Il allait mal, mais son orgueil l'empêche toujours de parler, de se confier, de demander de l'aide. C'est un mec, un vrai. Un crétin, donc. Je doute que l'orgueil soit la seule chose qui le bloque. Je pense qu'il est soumis à un conflit interne, terrible. Mais de fait, je n'en sais rien.
Ces dernières années, la situation s'est largement dégradée. Je l'avais encouragé à revenir chez ses parents, pour en profiter avant qu'ils ne meurent, qu'ils se réconcilient. Mais on était d'accord: ça ne devait pas durer sinon il risquerait de sombrer, dans cette ville qui ne lui a jamais réussi. Qui à mon sens ne réussit à personne.
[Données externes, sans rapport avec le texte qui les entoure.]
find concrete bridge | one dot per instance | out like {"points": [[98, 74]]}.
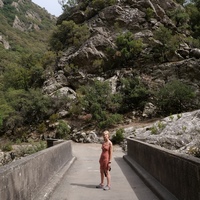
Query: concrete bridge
{"points": [[70, 171]]}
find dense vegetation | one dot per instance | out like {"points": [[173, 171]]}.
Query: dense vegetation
{"points": [[22, 103], [22, 66]]}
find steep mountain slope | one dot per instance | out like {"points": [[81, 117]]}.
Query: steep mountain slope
{"points": [[147, 43], [24, 29]]}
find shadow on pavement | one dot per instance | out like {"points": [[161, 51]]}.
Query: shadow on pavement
{"points": [[139, 187], [84, 185]]}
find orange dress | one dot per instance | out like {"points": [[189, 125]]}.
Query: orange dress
{"points": [[105, 156]]}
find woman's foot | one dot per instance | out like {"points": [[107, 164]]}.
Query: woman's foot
{"points": [[106, 187], [99, 186]]}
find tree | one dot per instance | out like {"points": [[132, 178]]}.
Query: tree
{"points": [[98, 100], [68, 34], [175, 97]]}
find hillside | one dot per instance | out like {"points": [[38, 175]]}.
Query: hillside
{"points": [[24, 29], [105, 65]]}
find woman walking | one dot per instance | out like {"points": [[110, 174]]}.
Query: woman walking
{"points": [[105, 161]]}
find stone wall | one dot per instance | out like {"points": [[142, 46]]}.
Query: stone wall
{"points": [[179, 174], [25, 178]]}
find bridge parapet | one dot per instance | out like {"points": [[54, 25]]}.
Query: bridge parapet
{"points": [[179, 174], [25, 178]]}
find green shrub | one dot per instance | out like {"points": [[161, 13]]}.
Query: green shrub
{"points": [[134, 93], [62, 130], [98, 100], [149, 13], [118, 137], [154, 130], [175, 97], [7, 147], [127, 51]]}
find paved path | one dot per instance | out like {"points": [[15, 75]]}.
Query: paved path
{"points": [[79, 182]]}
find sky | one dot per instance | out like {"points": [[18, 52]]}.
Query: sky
{"points": [[52, 6]]}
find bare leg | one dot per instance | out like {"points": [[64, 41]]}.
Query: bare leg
{"points": [[102, 177], [108, 178]]}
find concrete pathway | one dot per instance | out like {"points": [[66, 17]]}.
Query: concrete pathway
{"points": [[80, 180]]}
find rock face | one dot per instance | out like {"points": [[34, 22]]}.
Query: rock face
{"points": [[178, 132], [1, 3]]}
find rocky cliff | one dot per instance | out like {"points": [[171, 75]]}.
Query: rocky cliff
{"points": [[142, 19]]}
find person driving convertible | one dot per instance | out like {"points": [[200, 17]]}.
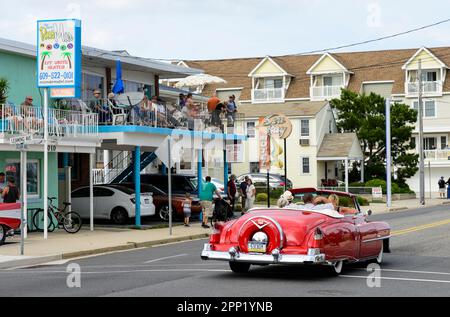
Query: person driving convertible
{"points": [[333, 200]]}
Il y est resté. Il avait plein de projets, il a tout abandonné. Et j'ai toujours trouvé ses raisons très légères, voire incohérentes. J'ai essayé de l'aider, de le motiver, de l'écouter, de le conseiller. Mais il n'entendait rien et moi je ne comprends toujours pas ce qui lui arrive.
Un jour, je suis allée le voir, pour lui faire mon "coming out", et l'entendre faire un point sur sa situation. Je voulais comprendre ce qu'il avait en tête, ce qu'il voulait, ce qu'il cherchait. Il a commencé par là, et je n'ai rien compris. Son but ultime, c'était d'avoir une femme et des enfants, un foyer, alors qu'il faisait absolument tout pour que ça n'arrive jamais. Sans compter sa vision...étrange de la femme, qu'il avait toujours eue, mais j'y reviendrai. Pas de RSA, parce qu'il voulait rester "libre". Libre de quoi? Sans argent, on n'a même pas la liberté de manger Heureusement que sa mère y subvenait, ainsi qu'à sa drogue... mais le type que j'ai connu n'aurait jamais accepté une telle situation. Le travail? Bien sûr, mais pas un boulot au SMIC: il a refusé un boulot "à 400 euros par semaine", alors... Alors quoi? Il les refuse tous, systématiquement. En vérité, il refuse absolument tout.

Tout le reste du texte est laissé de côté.